One of the most recognizable forms of assisted reproductive technology (ART) is in vitro fertilization, where the egg is fertilized with sperm outside of the body, and the embryo later placed inside the woman’s uterus.
For women facing infertility or for those who want to have a child with a same-sex partner, ART can help them conceive, but one of the problems is the law hasn’t caught up with the technology.
Who is the “biological mother?” Who is the lawful parent? Who gets custody? These are the questions, especially for same-sex parents and single or unmarried parents facing paternity and custody disputes.
Attorneys for ART Custody Issues in Baltimore, Maryland
Because we’ve been representing people in Maryland since 1992, we have seen how courts have grappled with new technology like ART, which has been used more and more in the last couple decades. Today’s cases have no easy answers, but experience can make a difference.

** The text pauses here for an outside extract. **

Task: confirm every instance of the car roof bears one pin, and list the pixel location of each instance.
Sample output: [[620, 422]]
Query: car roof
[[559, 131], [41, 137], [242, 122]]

More and more cases involving assisted reproductive technology concern who qualifies to be a parent to the child. It’s difficult because there are so many players: sperm donors, egg donors, gestational carriers, the biological mother/father, and the adoptive mother/father, among others.
Here’s one example:
Same-sex partners use ART to have a child. The biological mother underwent the ART procedure, carried the baby to term, and went through labor, while the other became a co-parent through adoption. But the two have a falling out and separate. Ultimately, the court decides that the adoptive mother gets primary custody at the expense of the biological mother.
In a recent case that appeared in the headlines, this exact scenario happened.